# Esquema de un mouse



## errata (Sep 14, 2005)

Necesito el esquema de un mouse a poder ser que no sea dirigido por la bola direccional, que sea a través de interruptores.

Se podría modificar un mouse cualquiera del mercado para dirigirlo con micros??

Gracias.


----------



## MaMu (Sep 14, 2005)

Para analizar un mouse, cualquiera sea su mecanismo, te sugiero que revises en Documentación toda la información disponible sobre encoders. Los pulsos generados son transmitidos a la pc, según el protocolo que se utilice, como ser RS232 o PS2.

Saludos.


----------



## Marcelo (Sep 14, 2005)

Saludos Errata,

A parte de lo que te ha sugerido MaMu que es primordial para entender el periférico,  no se cual es tu idea o intención, pero lo que principalmente puedes hacer con el ratón es leer los codificadores ópticos que posee en el interior y usarlos como generadores de eventos para el PIC.

¿Por qué quieres evitar usar la bola del ratón o el movimiento de sus encoders usando interruptores ? . Ese sistema es de hecho, el convertidor mecánico / electrónico que posee ese periférico.

Para que tomes una idea fíjate por ejemplo como usan un mouse "canibalizado" para leer la posición de un telescopio desde el  computador. 

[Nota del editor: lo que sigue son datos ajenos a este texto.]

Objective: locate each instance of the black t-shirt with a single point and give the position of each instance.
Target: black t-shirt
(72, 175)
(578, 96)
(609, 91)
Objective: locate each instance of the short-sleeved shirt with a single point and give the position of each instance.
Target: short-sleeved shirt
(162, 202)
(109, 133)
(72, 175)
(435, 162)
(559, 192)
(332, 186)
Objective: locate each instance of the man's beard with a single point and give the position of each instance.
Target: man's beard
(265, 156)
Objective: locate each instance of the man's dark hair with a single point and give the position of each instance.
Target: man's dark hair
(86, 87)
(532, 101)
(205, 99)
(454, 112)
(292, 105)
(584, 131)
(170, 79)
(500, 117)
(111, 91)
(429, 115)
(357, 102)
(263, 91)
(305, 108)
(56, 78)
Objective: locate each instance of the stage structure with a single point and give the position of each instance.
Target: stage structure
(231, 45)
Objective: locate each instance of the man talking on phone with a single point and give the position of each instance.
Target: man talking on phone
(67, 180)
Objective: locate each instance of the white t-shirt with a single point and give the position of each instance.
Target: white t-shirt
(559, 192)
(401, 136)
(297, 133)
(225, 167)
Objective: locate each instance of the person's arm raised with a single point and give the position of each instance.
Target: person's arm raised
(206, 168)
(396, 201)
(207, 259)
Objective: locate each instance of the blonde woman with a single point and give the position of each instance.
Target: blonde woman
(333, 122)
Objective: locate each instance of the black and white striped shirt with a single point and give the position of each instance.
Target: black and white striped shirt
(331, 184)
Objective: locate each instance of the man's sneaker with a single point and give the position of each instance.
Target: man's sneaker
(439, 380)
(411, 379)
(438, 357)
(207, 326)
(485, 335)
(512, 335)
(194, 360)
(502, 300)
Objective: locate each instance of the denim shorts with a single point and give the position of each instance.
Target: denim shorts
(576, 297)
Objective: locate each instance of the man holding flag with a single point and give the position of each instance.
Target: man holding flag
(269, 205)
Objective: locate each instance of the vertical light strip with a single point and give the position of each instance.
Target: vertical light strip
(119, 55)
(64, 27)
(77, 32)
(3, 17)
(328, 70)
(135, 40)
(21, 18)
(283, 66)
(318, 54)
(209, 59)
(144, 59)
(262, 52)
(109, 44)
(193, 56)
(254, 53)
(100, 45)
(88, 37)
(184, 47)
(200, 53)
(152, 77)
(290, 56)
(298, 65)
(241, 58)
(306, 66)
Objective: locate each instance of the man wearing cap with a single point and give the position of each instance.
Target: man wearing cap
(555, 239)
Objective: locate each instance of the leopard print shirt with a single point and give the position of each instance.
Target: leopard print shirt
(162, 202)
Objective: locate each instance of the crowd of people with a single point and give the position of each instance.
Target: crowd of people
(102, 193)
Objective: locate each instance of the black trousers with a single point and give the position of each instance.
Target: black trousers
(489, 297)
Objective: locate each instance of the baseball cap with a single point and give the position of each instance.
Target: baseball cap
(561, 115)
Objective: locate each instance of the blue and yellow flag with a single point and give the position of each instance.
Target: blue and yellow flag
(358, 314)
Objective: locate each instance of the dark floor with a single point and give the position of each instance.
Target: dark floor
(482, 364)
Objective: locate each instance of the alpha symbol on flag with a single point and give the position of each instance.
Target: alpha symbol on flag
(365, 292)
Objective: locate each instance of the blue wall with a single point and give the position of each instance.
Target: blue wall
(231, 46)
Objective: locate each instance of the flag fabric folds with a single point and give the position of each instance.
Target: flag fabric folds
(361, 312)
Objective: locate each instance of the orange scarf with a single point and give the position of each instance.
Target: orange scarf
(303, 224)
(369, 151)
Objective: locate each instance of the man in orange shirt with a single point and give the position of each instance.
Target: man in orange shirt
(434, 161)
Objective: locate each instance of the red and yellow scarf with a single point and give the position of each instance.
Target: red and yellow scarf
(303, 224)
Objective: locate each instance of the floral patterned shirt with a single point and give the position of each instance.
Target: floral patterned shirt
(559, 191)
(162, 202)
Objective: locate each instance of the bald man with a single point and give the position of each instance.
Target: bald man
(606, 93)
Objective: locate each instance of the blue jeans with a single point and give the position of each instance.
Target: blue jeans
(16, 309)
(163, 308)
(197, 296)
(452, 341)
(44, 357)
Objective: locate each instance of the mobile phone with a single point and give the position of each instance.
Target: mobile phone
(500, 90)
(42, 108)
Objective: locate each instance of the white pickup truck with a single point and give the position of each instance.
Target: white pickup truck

http://www.amsky.com/atm/accessories/mouse/mouse.html

http://www.amsky.com/atm/accessories/mouse/encoder.html

Si bien emplean el puerto serial o PS2 del PC (depende del tipo de mouse) y la electrónica propia del mouse, la idea vendría a ser la misma. 

Para usarlo con un pic, lo más sencillo es interceptar la señal de pulsos de los encoders y hacer el "bypass" a la electrónica propia del mouse o usar sus encoders sacándolos del circuito, como acá:

http://www.boondog.com/\tutorials\mouse\mouseHack.htm

Marcelo.


----------